Aug 18, 2014; Pittsburgh, PA, USA; Pittsburgh Pirates center fielder Andrew McCutchen (22) takes batting practice before playing the Atlanta Braves at PNC Park. Mandatory Credit: Charles LeClaire-USA TODAY Sports

How Much Can Andrew McCutchen's Return Really Help The Pirates?

As he has served the first disabled-list stint in his professional career, much has been made of Andrew McCutchen‘s antsy behavior in the Pittsburgh Pirates dugout.

To hear him tell it, he won’t be a bother to teammates and coaches any longer. McCutchen has said he plans to play Tuesday against the Braves at PNC Park, just as his 15-day DL banishment reaches its expiration date.

Last year’s National League MVP took “live” batting practice against minor-leaguer Jeff Inman on Monday, after which he declared himself ready to go. Manager Clint Hurdle and general manager Neal Huntington weren’t quite as certain, but it appears likely McCutchen will be in center field Tuesday evening.

With the Pirates (64-61) having lost six in a row to drop two games behind the NL’s final wild-card spot, the storyline of “Cutch” returning to play hero is irresistible.

Pittsburgh has gone 5-9 since McCutchen suffered a rare avulsion rib fracture Aug. 3, which occurred when a swing caused cartilage in his torso to rip a fragment of bone away from the rib cage.
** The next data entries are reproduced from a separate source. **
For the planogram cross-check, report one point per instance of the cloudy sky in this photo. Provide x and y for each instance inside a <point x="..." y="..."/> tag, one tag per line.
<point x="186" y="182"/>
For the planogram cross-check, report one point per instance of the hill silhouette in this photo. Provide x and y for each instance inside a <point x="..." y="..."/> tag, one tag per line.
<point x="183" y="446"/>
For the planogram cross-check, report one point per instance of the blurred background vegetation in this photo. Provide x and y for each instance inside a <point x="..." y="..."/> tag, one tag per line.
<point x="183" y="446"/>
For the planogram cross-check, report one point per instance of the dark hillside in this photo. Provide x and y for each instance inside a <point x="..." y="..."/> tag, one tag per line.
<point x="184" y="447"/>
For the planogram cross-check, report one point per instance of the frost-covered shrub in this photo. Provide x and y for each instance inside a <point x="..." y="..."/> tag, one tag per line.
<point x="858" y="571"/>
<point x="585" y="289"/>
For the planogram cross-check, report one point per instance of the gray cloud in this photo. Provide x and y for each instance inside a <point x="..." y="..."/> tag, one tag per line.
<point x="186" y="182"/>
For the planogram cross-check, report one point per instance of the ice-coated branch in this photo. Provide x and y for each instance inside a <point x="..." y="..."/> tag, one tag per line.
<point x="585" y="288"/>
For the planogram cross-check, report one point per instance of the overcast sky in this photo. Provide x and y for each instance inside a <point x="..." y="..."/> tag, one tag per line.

Initially it was feared that McCutchen would miss a month or more, but his rapid recovery has pleasantly surprised team doctors and management.

However, offense hasn’t been a major issue for the Pirates since their superstar departed the lineup. Despite the absence of McCutchen’s potent bat, the Bucs have plated 58 runs over the past 14 games, an average of 4.14 per outing. That’s just slightly down from Pittsburgh’s season average of 4.21, the fourth-best mark in the NL.

On the other hand, the Pirates have allowed 65 runs over that same span, an average of 4.64 runs per game since McCutchen went out. Run prevention, not creation, has been the major reason for this ill-timed slump.

In addition, Starling Marte has patrolled center field with aplomb over the past two weeks, so it could be argued that McCutchen’s return may not have much of an effect right away, as strange as that sounds.

This isn’t to say that the Pirates won’t welcome McCutchen back with open arms, because you can never have enough offense. He’s the type of special player that can make something out of nothing, even when the rest of the lineup is being shut down.

But the emergence of Marte and Travis Snider has helped make up for McCutchen’s sidelining, so much so that the Pirates should take every precaution to make sure their primary catalyst won’t re-aggravate the injury upon his return. No matter what McCutchen claims, team doctors and athletic trainers have to be forthcoming about what they think.

That won’t be easy if the prognosis is less optimistic than McCutchen wants it to be. He clearly wants to swing in from the rafters to get the Pirates going again.

The season can still be salvaged, but only if McCutchen is truly fit to play. He’s too important to this franchise to risk further damage, and last time I checked, he can’t pitch.